I think it is very tolerant. I made many mistakes while I was growing up, but just like my parents, my school didn’t forced me to do anything to correct my mistakes. It gave me freedom to choose, to live my own life. I’m glad it didn’t interrupt my life and gave me the chance to see my mistakes and to correct them by myself. And when I did want to correct them, it allowed me to. I realize that there won’t be many chances to make mistakes and to correct them by myself after I leave school so I value the time in the school. So I guess the best thing about Tsinghua is its freedom and tolerance.

My friend started as a math major. Then she became an English major. Now she is taking economics classes because she wants to study economics in graduate school. That’s what she means by “mistakes”: choosing the wrong major.

Tsinghua versus Reed.

Life Imitates Art School (part 2)

Tsinghua University includes an art school added six or seven years ago. An art school elsewhere in Beijing moved to the Tsinghua campus; a big building was built for them. Two of my Chinese teachers are art students. I told them about the San Francisco art school where every department looks down on another department. This got a big laugh. The same thing happens in their school, they said. It is divided into fine arts and design. The fine arts students look down on the design students because the design students are working for money; the design students look down on the fine arts students because they aren’t practical.

The more curious interaction is between the art students and the rest of the school. Students in the rest of Tsinghua, which resembles MIT, often ask the art students their score on the national exam that high school students take to get into college. It is incredibly difficult to get into Tsinghua by that route; maybe 1 in 10,000 is successful. Art students have lower scores on this test but must also pass a test of artistic ability. One of my teachers, who is now a graduate student, said she’d been asked her exam scores at least 10 times. Here is one context. My teacher has just helped another student with his bike.

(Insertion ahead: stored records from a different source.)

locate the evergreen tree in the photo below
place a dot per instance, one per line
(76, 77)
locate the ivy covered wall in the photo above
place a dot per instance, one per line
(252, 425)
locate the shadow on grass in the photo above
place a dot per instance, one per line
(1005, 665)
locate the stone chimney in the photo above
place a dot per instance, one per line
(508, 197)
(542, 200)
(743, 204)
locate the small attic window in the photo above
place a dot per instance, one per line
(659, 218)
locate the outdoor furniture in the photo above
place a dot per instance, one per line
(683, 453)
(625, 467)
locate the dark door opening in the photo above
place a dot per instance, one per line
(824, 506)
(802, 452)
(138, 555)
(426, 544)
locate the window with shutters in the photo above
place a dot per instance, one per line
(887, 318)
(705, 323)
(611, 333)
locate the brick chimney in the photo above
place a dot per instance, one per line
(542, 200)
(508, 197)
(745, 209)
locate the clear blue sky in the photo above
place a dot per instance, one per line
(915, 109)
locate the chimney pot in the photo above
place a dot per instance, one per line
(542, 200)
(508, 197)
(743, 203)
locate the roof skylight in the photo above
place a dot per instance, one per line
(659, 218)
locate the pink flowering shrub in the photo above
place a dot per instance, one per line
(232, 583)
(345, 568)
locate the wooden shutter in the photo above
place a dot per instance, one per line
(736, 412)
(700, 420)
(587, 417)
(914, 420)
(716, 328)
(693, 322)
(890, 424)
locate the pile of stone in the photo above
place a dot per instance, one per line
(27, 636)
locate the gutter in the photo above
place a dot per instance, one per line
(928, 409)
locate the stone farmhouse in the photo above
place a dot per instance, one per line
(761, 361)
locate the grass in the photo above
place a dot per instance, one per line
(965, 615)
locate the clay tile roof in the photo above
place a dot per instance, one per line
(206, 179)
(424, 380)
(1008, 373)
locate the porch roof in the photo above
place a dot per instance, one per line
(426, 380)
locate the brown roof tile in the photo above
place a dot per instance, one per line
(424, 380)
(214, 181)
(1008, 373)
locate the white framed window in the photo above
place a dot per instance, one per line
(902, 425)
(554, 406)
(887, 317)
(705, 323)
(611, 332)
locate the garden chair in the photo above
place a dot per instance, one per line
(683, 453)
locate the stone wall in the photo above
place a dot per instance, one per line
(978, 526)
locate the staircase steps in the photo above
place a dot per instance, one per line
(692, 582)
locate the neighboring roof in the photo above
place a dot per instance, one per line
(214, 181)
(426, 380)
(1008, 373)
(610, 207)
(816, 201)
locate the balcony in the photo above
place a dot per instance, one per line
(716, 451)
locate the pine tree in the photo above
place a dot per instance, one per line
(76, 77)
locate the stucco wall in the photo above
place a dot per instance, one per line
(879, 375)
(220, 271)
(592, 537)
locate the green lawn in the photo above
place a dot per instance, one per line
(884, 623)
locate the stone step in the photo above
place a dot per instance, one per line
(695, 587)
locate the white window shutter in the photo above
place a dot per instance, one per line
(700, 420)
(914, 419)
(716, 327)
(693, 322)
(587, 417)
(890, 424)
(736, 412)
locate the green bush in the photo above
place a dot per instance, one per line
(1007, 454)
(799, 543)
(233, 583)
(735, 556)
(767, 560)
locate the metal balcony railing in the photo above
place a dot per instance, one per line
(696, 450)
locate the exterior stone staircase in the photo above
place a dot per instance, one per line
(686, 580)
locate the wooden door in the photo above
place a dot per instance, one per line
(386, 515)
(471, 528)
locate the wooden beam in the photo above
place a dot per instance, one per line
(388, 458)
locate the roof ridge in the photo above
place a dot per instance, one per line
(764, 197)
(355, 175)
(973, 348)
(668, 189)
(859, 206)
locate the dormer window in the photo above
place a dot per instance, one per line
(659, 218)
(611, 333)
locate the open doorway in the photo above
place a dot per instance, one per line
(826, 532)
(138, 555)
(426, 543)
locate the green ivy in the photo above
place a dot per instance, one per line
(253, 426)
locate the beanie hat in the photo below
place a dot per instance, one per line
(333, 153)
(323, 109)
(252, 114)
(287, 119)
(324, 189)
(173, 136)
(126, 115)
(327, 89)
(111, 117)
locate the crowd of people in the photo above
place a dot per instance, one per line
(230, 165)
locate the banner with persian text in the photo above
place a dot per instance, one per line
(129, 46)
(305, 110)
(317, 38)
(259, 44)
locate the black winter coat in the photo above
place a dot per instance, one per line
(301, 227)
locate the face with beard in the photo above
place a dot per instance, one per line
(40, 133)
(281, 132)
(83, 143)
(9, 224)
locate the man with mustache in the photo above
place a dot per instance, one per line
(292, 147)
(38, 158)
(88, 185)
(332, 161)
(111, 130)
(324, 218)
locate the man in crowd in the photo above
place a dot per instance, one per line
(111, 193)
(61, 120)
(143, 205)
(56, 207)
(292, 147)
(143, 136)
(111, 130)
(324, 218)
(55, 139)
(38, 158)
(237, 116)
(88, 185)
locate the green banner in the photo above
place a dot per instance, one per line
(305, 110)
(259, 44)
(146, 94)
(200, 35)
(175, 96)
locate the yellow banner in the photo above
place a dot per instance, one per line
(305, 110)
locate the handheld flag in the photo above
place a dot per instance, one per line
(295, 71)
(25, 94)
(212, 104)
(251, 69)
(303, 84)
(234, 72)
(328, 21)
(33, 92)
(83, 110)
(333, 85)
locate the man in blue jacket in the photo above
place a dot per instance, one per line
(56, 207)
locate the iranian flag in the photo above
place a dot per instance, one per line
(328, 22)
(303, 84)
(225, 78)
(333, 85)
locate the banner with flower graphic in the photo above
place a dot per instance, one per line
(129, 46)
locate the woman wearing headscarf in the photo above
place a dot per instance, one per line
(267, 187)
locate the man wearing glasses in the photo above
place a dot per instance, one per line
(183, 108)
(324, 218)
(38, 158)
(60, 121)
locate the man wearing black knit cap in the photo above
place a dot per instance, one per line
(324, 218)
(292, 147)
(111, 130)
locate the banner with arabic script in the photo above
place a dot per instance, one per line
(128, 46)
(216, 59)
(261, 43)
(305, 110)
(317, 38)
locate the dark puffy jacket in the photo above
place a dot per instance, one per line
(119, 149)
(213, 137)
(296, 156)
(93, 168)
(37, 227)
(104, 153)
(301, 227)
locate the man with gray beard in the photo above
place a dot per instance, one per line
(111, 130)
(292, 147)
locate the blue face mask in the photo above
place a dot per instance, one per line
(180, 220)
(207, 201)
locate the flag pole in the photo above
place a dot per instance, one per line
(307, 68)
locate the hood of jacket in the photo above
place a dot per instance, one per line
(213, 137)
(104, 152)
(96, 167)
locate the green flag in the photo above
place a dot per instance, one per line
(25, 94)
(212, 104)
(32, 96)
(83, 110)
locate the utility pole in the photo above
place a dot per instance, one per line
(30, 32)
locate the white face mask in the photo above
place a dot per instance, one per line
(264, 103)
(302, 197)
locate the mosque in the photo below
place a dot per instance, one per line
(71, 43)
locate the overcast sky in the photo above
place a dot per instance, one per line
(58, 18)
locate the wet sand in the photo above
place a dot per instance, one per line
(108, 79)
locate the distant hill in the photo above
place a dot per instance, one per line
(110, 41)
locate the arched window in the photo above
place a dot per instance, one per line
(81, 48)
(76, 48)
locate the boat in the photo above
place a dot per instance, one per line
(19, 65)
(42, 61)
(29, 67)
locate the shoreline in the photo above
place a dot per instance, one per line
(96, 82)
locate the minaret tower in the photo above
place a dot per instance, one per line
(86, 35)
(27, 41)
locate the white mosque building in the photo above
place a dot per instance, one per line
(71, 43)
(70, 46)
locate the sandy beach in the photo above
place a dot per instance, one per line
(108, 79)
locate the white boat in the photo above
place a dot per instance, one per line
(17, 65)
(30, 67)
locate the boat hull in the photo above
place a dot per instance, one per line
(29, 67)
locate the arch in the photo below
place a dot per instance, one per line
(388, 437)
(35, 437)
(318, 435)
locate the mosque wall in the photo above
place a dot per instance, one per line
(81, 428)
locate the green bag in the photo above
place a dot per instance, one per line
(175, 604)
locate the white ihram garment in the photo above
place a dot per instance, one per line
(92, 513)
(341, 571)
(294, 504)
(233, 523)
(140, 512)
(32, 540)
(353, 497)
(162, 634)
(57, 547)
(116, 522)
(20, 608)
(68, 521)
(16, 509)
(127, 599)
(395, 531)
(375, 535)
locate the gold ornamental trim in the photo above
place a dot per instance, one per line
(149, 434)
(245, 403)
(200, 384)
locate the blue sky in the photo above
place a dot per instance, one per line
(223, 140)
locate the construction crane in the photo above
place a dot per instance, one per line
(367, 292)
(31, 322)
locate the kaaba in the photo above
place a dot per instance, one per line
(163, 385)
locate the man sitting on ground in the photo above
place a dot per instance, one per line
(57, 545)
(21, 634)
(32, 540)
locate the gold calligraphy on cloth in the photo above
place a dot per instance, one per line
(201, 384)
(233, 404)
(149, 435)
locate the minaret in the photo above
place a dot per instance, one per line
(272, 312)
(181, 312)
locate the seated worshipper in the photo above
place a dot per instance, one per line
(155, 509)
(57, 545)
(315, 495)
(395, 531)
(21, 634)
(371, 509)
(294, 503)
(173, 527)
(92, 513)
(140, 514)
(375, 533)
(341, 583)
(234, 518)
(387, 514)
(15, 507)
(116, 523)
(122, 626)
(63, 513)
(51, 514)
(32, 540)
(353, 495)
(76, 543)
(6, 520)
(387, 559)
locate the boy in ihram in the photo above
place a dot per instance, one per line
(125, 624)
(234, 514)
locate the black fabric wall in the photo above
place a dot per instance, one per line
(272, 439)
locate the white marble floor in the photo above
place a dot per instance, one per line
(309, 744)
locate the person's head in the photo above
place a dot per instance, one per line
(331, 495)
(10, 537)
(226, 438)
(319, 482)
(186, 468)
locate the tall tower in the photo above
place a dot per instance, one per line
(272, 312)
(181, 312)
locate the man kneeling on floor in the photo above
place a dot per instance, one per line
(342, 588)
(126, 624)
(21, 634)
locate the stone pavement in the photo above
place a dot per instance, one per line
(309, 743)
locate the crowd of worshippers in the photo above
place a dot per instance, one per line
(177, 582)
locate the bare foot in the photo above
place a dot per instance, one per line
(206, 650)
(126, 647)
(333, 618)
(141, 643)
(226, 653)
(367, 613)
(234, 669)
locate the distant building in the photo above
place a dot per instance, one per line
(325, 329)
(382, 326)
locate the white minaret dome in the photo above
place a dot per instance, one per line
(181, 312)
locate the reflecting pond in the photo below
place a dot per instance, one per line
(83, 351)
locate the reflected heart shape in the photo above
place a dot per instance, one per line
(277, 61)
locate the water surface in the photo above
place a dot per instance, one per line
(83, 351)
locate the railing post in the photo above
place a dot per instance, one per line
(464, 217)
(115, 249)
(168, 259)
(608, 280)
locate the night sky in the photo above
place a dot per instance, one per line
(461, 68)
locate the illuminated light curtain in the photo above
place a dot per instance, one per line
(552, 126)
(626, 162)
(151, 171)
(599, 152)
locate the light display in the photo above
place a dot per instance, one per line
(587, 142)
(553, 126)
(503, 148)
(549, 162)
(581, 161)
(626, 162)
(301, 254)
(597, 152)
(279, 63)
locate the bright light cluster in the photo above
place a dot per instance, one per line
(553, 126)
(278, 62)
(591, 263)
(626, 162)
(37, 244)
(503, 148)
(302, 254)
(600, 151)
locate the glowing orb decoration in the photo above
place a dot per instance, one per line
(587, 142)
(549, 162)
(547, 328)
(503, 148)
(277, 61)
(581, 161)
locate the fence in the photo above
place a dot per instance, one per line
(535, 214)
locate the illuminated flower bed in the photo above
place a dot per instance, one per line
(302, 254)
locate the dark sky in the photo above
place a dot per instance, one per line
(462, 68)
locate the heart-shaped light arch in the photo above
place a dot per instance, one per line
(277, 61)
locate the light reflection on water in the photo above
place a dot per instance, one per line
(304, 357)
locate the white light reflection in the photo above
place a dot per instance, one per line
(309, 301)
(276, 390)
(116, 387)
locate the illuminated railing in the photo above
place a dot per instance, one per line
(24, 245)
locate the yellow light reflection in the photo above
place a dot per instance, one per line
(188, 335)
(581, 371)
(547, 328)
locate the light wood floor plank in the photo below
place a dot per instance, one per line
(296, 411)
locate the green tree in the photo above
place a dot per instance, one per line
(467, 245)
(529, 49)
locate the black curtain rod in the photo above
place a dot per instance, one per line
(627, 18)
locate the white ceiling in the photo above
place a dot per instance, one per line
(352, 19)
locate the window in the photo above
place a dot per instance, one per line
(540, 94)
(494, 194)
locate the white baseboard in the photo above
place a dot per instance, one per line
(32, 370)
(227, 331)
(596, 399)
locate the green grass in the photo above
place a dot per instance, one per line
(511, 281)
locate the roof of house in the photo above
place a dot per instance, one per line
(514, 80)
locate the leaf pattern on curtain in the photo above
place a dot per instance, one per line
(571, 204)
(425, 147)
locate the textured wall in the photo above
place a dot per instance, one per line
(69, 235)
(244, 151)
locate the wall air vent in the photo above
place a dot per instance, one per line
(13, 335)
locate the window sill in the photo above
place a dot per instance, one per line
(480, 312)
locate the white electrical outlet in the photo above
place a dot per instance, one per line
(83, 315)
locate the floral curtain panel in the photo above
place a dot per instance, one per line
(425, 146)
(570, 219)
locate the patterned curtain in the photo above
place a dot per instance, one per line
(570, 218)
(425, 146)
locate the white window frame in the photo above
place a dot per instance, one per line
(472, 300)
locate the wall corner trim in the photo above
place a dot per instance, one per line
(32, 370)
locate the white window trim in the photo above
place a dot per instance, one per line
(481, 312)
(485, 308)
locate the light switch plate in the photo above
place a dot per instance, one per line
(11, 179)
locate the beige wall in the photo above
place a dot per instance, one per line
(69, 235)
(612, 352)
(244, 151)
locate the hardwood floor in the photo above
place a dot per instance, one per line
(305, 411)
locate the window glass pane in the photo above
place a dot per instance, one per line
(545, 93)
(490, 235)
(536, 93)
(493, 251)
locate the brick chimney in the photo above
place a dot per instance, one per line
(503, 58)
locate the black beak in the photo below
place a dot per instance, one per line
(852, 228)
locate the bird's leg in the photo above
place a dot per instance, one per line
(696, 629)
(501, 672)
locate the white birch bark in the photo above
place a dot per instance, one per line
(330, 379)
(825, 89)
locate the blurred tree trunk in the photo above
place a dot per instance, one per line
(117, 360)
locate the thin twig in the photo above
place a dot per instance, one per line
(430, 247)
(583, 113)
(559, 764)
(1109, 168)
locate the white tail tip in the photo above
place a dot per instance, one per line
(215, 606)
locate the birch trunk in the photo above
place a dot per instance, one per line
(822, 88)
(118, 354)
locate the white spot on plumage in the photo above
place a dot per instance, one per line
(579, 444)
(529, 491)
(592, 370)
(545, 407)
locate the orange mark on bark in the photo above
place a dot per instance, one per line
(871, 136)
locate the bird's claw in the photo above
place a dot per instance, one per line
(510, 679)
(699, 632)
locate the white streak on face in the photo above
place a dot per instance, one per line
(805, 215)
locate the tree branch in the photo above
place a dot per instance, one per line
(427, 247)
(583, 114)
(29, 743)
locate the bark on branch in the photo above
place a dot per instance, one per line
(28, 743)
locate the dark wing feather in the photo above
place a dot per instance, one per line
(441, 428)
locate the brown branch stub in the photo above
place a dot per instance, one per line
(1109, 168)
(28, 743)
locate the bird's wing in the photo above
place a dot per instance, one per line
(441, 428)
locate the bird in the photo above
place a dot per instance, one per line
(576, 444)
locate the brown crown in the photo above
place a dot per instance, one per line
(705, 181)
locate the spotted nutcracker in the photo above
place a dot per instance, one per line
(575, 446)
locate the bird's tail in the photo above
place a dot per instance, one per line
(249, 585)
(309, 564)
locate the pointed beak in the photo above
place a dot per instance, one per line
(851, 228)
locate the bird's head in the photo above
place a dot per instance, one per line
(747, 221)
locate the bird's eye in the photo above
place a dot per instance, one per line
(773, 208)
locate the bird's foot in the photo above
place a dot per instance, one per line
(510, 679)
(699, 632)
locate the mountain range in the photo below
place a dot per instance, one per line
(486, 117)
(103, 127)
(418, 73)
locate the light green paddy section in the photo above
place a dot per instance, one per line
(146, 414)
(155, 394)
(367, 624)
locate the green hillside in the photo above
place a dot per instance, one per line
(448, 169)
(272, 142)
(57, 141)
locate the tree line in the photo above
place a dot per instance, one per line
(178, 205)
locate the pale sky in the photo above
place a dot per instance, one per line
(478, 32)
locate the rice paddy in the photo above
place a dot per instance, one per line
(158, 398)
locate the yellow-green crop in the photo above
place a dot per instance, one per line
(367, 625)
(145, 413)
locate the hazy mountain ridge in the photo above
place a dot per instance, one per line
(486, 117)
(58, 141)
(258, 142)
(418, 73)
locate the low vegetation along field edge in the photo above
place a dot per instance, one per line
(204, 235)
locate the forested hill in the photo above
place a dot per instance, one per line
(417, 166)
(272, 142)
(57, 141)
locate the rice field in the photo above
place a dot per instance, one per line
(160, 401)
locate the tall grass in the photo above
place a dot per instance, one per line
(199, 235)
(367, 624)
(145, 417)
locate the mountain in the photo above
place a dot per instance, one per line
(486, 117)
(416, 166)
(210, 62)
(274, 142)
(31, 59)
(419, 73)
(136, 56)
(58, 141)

Student who has just been helped: What’s your major?

My teacher: Art.

Student: What was your score on the national test?

And she is big and strong, she said, so potential questioners may have been afraid of being hit. Other art students are asked more often.

Marxism Studies at Tsinghua University

All Tsinghua undergraduates are required to take four Marxism-related classes to graduate; next year the requirement will be reduced to three classes. A friend told me about her Marxist philosophy class, which she thought was pretty interesting:

  • There is no homework. No reading, no papers.
  • If there will be a final, it hasn’t been mentioned.
  • The teacher doesn’t take attendance. Now and then he calls on students to answer questions and if the student isn’t present, this is noted.

My friend, who is a member of the Communist Party, couldn’t suppress a smile when she told me about the lack of homework.

Making a Living in China

Several buildings are being built on the Tsinghua campus. At least one woman makes a living as a prostitute among the construction workers. She is known as Qikuaiban, which means seven and half yuan (about $1). The name came about when she offered her services to a worker, he said, “All I have is seven and a half yuan,” and she accepted that payment.

Happiness in China: Who wants to be a construction worker?

Who Steals Bikes?

At Tsinghua University, students are said to spend more on bike locks than on bikes. A friend of mine, a senior, is on her fourth bike. I met a faculty member who went to get her bike just as it was being stolen. She saw how it was done: The thief had a large number of keys. She shouted at the thief to stop, a crowd gathered, and he gave the bike back. Later she encountered him while buying pork: He was the butcher.